Fincantieri Sees Chantiers Deal Decided by Year End
Italy’s plan to create a European shipbuilding champion through Fincantieri’s bid for France’s Chantiers de l’Atlantique will be decided by the end of December, its chairman said on Monday, amid signs the deal is in trouble.
Italy hopes the tie-up will help state-controlled Fincantieri, Europe’s biggest shipyard, better compete with rivals from Asia and elsewhere.
Fincantieri, whose clients include Carnival Cruise Line, Holland America Line, P&O Cruises, MSC and Disney Cruise Line, signed an agreement in February 2018 to buy 50% of Chantiers from France for 59.7 million euros ($72.4 million).
“The agreement with the French expires on December 31 and we expect the EU Commission to take a decision by then,” Fincantieri’s Chairman Giampiero Massolo told Reuters, referring to EU competition regulators.

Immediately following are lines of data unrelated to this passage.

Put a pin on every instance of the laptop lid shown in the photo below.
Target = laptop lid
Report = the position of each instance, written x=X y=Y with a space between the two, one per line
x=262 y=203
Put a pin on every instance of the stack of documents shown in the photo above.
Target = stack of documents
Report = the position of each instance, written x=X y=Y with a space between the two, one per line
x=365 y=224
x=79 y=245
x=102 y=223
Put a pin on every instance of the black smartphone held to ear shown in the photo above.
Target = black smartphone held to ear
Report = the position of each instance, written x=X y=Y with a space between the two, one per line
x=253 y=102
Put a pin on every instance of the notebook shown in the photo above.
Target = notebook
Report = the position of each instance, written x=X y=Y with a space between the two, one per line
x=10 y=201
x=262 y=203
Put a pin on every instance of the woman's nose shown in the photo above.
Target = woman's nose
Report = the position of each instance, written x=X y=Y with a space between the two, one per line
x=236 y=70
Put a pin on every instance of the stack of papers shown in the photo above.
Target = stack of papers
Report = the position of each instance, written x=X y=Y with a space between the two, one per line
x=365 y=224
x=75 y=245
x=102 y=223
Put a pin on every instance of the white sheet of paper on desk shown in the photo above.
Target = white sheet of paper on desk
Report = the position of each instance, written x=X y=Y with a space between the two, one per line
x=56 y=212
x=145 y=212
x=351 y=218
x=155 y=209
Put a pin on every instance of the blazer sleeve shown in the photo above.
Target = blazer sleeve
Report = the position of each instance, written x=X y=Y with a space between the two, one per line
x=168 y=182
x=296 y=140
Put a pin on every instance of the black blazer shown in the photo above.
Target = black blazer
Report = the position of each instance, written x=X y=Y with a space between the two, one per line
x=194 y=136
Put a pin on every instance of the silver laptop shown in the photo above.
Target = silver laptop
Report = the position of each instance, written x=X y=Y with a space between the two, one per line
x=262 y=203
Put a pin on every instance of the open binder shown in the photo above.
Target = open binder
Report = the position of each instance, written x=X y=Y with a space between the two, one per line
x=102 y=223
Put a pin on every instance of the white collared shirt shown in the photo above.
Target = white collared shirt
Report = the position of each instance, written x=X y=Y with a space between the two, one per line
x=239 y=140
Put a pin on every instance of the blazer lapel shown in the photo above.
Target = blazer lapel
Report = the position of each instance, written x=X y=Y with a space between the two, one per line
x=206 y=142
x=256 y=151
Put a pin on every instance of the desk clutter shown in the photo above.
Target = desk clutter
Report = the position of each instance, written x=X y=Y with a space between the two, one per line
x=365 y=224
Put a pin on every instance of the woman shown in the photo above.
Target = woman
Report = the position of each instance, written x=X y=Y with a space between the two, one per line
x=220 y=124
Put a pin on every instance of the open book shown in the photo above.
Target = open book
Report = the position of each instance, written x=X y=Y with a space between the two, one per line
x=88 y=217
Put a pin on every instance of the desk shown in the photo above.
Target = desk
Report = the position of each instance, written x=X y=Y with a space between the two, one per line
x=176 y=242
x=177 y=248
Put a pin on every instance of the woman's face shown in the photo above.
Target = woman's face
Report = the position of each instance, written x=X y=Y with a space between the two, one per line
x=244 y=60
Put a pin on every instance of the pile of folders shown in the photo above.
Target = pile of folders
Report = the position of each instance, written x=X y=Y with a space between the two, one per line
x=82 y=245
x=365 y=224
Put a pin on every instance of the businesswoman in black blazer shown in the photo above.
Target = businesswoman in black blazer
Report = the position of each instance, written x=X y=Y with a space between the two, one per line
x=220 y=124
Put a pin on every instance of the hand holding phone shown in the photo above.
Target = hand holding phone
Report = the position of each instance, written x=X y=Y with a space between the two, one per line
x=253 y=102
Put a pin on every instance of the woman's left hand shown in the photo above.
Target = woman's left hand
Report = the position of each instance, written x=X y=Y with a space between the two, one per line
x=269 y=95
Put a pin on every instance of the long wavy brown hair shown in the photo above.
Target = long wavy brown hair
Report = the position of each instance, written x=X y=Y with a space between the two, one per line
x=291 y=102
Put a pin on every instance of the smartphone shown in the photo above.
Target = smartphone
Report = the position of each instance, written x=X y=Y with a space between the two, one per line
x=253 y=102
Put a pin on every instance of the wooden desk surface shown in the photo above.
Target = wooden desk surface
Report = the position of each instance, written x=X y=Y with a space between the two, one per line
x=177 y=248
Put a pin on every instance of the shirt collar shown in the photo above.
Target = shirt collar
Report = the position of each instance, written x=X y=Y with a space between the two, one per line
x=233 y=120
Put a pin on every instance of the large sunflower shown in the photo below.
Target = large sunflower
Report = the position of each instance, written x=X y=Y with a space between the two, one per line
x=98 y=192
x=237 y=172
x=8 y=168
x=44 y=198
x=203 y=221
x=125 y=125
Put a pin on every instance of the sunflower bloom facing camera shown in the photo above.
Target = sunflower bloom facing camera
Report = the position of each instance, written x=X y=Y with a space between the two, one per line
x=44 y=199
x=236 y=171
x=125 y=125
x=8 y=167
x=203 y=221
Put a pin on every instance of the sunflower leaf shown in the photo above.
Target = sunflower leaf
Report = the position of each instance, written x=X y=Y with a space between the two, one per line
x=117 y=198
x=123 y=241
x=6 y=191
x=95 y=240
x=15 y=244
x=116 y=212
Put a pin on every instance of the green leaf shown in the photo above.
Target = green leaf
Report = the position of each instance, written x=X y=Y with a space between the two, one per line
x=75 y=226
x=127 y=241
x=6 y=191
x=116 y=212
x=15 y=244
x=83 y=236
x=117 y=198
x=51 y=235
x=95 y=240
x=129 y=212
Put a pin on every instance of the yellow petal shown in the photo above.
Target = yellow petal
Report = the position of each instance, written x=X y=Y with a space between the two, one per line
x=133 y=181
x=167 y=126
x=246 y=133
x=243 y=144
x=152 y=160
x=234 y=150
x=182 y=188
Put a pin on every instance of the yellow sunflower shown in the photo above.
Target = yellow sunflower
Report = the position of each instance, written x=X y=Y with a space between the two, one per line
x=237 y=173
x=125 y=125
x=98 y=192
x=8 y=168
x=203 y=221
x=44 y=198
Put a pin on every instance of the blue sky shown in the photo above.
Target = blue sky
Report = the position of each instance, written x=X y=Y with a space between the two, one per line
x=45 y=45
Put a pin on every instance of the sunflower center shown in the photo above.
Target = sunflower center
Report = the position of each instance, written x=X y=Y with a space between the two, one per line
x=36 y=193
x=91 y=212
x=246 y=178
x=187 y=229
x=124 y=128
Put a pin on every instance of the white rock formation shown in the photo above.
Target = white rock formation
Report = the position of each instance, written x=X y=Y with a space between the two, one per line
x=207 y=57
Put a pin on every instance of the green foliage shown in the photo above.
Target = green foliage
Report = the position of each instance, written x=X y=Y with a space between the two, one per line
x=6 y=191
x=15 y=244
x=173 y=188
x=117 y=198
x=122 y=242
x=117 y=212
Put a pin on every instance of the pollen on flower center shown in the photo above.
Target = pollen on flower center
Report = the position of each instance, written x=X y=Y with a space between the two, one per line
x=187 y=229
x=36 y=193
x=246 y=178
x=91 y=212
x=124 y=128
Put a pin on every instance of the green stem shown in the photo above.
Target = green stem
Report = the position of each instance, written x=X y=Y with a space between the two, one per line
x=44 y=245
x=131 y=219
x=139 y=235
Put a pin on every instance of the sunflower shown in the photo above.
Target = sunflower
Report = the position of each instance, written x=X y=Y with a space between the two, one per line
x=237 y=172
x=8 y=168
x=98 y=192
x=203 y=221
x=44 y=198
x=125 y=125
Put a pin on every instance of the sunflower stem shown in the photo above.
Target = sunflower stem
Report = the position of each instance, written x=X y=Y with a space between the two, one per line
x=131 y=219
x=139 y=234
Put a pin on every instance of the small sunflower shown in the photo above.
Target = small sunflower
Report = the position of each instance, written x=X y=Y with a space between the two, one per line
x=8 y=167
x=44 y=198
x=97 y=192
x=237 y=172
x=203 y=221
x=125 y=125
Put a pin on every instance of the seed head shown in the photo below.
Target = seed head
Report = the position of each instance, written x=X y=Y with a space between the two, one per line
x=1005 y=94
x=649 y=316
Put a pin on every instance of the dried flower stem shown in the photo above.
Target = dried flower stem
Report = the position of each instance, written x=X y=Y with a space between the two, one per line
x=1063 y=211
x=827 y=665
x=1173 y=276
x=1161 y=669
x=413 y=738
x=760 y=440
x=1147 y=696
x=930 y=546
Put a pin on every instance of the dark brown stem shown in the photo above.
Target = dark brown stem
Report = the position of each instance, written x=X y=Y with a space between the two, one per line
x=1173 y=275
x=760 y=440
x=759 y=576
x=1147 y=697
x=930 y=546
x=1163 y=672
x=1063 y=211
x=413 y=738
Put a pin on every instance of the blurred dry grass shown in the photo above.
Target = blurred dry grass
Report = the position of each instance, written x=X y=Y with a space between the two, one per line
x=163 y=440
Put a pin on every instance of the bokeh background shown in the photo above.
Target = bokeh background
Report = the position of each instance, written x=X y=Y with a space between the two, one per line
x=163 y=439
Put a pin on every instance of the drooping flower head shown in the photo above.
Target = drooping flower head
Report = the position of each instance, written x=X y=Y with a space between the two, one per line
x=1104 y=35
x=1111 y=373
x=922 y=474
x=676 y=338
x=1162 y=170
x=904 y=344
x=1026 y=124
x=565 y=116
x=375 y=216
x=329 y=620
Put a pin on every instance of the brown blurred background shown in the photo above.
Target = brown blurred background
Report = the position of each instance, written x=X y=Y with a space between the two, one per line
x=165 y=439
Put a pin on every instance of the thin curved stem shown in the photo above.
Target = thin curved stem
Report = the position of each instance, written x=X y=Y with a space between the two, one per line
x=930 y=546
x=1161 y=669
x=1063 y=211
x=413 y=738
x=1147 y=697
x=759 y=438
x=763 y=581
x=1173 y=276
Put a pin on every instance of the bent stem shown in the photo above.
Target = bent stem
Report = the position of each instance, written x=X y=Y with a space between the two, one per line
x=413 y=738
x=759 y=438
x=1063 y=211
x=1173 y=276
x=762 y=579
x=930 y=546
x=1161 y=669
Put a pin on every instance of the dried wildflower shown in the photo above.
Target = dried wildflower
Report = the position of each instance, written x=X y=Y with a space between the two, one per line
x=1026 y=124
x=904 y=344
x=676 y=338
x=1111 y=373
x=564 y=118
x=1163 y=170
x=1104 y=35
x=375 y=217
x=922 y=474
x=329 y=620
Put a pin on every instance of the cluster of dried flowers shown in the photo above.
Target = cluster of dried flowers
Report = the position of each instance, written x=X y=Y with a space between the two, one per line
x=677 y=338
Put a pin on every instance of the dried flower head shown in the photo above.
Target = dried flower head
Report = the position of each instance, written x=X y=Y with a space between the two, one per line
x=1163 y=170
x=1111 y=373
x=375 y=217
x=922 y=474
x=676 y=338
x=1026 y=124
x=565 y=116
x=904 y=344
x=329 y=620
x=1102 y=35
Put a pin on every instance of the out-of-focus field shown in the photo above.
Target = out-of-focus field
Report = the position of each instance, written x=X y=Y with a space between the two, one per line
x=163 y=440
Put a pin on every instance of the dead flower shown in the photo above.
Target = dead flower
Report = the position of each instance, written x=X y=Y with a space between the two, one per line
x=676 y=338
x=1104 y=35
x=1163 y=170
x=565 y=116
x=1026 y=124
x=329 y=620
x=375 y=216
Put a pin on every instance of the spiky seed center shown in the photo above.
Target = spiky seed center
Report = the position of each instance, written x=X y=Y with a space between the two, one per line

“If not we’ll have to decide whether Chantiers is still a good deal,” he said, adding no further concessions could be offered to regulators given tough market conditions.
The European Commission is worried the merger of two global leaders in an already concentrated and capacity-constrained market could push up prices for cruise ships.
It suspended its investigation into the deal in March to wait for data which the companies say is difficult to provide when the cruise ship industry is in deep crisis due to the coronavirus pandemic.
Massolo, who is also a senior Italian diplomat, urged the Commission not to scupper the deal.
Fincantieri has not helped its case by declining to offer concessions to address EU competition concerns, people familiar with the matter said.
There are also questions over the strength of French support. An Italian source close to the matter told Reuters that “the French seem really uninterested in the deal”.
A report by the French Senate published in October said the logic of the deal was outdated and warned it could transfer production and know-how outside the country.
Senators called on the French government to come up with a new development project for Chantiers.